I’ve been doing a lot of rigging and figured I could write about my thoughts.
I started learning 3D modelling and animation via Miku Miku Dance, a ten year old Japanese program. In the West, the community is dominated by teenagers. Any serious documentation is in Japanese, which I neither read nor speak. Rigging tools are limited. The local axes of each bone is set to the global axes in the default pose. There are IK bones and copy rotation/copy translation tools. That’s it.
At first, like everyone probably, I thought about bones as being like bones. That’s the paradigm. It’s a long thing that moves your model. Put them where bones are.
The first time that changed was when I realized that the end points of bones don’t matter. Make a full FK rig without any constraints, move all the tails to some arbitrary position, and animate in global orientation, and the tails are meaningless. So then I stopped thinking about bones as bones and started thinking about them as joints. It’s not the forearm bone, it’s the elbow bone. It’s the center of rotation that matters, not the tail.
When I started rigging in Blender, for a while, I went back to thinking about them as bones, because Blender makes you give them tails, and those tails are actually useful! But that was dumb of me. They’re still not bones. I started to discover this when examining the Pitchipoy facial rig in Rigify.
Bones aren’t anything. They’re groups of deforming vertices. In Blender, there’s an extra little pocket where you can store information, the tail, which is just four little floats. And just like when I was writing shaders and I started to realize I can use textures to store any kind of data I want, I realize there’s no difference between addUV and vertex color, it’s just how you use it-- just like that, I realized that you use that tail vector to store any kind of information you want.
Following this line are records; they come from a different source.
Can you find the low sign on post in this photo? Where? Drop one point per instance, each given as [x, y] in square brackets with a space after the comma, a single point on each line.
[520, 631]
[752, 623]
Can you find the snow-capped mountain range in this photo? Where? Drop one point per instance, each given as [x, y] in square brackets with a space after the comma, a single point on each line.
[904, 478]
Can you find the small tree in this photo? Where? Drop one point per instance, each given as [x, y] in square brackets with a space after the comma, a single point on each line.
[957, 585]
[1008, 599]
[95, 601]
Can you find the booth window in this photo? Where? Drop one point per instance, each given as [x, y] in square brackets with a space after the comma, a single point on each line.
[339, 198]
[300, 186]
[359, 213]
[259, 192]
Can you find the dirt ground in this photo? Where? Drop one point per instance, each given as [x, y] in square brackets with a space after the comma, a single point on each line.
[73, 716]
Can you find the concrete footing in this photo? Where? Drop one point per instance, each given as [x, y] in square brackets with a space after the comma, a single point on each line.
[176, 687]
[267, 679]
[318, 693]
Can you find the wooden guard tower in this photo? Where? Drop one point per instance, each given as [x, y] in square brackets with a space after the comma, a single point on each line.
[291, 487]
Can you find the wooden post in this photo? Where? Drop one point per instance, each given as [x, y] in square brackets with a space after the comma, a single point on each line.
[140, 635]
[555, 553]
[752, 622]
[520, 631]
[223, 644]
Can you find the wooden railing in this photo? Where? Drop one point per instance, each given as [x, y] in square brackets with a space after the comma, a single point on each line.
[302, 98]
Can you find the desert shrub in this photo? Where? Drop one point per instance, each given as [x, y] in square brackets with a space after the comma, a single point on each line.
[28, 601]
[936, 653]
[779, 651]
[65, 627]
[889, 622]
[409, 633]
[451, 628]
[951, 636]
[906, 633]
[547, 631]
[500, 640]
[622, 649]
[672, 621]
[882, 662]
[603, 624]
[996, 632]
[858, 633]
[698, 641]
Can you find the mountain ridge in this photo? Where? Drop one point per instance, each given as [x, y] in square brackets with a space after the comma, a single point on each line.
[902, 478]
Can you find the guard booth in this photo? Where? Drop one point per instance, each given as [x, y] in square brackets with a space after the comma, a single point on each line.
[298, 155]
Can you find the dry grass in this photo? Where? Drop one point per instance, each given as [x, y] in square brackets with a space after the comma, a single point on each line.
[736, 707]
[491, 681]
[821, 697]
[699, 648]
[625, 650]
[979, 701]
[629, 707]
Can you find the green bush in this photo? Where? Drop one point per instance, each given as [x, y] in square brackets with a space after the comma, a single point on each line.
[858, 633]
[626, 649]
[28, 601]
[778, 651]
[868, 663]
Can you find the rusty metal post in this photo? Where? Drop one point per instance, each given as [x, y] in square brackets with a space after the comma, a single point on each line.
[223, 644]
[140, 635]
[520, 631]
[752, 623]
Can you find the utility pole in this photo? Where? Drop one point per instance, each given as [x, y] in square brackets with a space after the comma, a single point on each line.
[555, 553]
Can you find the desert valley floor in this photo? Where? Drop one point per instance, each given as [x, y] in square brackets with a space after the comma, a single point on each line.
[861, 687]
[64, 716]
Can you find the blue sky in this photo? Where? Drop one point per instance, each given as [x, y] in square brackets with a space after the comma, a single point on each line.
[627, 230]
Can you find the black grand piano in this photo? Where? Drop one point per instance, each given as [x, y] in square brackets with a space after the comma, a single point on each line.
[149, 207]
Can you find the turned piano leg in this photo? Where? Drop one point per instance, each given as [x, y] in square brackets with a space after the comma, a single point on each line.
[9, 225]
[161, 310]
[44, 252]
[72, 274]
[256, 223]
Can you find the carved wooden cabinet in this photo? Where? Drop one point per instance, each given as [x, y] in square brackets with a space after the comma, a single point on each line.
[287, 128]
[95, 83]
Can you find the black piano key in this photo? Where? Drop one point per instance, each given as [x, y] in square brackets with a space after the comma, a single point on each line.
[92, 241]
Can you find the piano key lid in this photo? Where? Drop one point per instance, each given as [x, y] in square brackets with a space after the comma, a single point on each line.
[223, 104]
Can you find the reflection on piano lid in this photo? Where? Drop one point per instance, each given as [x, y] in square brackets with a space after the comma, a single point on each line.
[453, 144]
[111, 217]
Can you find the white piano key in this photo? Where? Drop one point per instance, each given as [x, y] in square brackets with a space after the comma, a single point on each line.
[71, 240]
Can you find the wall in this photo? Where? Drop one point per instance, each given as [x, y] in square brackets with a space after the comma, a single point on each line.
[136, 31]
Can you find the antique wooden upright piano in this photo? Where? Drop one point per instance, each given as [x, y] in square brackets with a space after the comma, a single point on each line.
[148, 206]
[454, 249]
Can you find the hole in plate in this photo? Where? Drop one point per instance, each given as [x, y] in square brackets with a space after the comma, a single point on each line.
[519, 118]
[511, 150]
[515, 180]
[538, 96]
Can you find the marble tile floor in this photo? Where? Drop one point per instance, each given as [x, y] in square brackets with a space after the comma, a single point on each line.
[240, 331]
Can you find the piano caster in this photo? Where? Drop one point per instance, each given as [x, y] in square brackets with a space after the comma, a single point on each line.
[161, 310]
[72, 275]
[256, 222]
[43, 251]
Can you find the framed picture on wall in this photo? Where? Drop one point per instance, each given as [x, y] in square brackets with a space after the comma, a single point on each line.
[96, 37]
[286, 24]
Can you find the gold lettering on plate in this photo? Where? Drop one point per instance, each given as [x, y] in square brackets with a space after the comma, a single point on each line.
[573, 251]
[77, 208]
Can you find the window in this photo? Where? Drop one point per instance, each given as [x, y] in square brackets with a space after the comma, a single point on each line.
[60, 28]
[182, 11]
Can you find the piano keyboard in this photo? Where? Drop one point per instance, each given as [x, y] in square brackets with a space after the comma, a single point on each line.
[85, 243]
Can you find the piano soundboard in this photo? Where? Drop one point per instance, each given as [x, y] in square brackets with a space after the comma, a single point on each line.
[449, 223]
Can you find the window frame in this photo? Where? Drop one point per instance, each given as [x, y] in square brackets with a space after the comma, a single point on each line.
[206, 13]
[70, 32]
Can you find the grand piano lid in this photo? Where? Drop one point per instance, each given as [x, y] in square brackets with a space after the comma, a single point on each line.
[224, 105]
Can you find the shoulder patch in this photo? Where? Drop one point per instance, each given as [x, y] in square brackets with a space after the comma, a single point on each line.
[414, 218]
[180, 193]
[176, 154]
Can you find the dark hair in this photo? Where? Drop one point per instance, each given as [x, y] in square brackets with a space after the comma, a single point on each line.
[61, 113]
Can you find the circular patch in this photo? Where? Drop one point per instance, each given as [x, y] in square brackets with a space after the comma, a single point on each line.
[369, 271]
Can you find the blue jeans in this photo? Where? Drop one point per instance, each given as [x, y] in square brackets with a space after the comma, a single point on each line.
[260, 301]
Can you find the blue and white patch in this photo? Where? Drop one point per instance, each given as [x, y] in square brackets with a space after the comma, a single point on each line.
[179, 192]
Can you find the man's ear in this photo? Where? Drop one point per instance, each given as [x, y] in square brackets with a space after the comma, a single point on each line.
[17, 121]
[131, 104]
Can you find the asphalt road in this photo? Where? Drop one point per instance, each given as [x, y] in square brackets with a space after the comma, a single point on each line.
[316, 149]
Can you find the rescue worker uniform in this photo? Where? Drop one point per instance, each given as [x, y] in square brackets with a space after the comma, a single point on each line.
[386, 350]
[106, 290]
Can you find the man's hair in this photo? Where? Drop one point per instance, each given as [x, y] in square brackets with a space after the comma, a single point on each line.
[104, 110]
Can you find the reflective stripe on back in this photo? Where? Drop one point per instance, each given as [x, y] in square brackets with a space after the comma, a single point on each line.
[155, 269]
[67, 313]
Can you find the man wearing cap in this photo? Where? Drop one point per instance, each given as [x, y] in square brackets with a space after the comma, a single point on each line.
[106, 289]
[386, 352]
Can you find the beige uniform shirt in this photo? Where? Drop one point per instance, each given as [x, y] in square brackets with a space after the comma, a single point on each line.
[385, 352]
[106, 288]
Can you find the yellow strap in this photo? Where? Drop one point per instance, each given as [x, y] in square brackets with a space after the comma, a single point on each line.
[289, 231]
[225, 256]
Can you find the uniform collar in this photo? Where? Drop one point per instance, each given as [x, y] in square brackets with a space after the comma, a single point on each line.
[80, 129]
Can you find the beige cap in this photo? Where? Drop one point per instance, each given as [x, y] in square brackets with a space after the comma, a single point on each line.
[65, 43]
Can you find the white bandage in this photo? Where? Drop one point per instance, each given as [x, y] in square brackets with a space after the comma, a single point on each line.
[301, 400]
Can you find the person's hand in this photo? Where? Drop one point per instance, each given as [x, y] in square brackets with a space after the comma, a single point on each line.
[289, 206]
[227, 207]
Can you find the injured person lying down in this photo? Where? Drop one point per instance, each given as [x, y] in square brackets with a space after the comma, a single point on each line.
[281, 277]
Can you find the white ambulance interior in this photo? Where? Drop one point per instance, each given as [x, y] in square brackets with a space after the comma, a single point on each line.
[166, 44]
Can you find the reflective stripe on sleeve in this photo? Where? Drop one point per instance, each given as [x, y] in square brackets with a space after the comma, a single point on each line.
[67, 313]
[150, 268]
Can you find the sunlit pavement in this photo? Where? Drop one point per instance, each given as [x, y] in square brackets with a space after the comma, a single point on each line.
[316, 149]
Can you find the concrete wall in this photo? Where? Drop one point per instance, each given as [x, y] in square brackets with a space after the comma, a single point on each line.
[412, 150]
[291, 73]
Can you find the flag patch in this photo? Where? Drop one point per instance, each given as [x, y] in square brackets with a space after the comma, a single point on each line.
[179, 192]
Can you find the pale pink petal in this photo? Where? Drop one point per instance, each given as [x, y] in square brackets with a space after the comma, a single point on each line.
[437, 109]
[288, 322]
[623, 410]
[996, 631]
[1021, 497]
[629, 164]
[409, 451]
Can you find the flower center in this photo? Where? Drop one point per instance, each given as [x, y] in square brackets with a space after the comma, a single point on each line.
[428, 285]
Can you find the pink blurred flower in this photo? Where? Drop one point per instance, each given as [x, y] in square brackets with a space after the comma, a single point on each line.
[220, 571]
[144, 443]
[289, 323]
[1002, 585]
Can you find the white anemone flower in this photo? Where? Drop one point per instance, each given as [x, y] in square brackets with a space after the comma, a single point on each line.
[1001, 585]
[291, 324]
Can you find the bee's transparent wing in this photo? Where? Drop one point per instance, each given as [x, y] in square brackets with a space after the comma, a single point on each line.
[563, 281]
It doesn’t matter where the tail points, what matters is what information that tail vector contains, and how you use that information.
But it’s hard to get rid of metaphors all the way. So I still think of bones as something. But I think of them as lumps of flesh.
People will tell you to study anatomy, watch how the femur moves in the socket. But when we watch an animation, we don’t see the femur moving in the socket. We see the flesh that is pulled by that femur, constrained by adjoining flesh. That flesh isn’t anchored to any socket. It maintains its volume. It slides around. It doesn’t rotate around a fixed point like a bone does.
How do oblique muscles move? What point do they rotate? They don’t rotate a point. They connect points.
I no longer choose deforming bones for their centers of rotation. Will that selected oblique deformer move in any useful way according to its chosen axis? No. I chose the axis to tell automatic weights the general shape of the lump of flesh I want to animate. That’s how I place deforming bones now.
When I place deformers, I test them out. Scaling is good. Just to see their margins. Then I put a cursor down and start examining different centers of rotation. When I get a good center of rotation, I place a non-deforming bone there-- tail doesn’t matter yet-- and I parent the deformer to it. This means that my model changes shape-- its obliques don’t just rotate, they expand out of the body. Some people tell you not to do that, because they’re stuck thinking about bones as bones. Bones don’t expand out of the body but lumps of flesh do.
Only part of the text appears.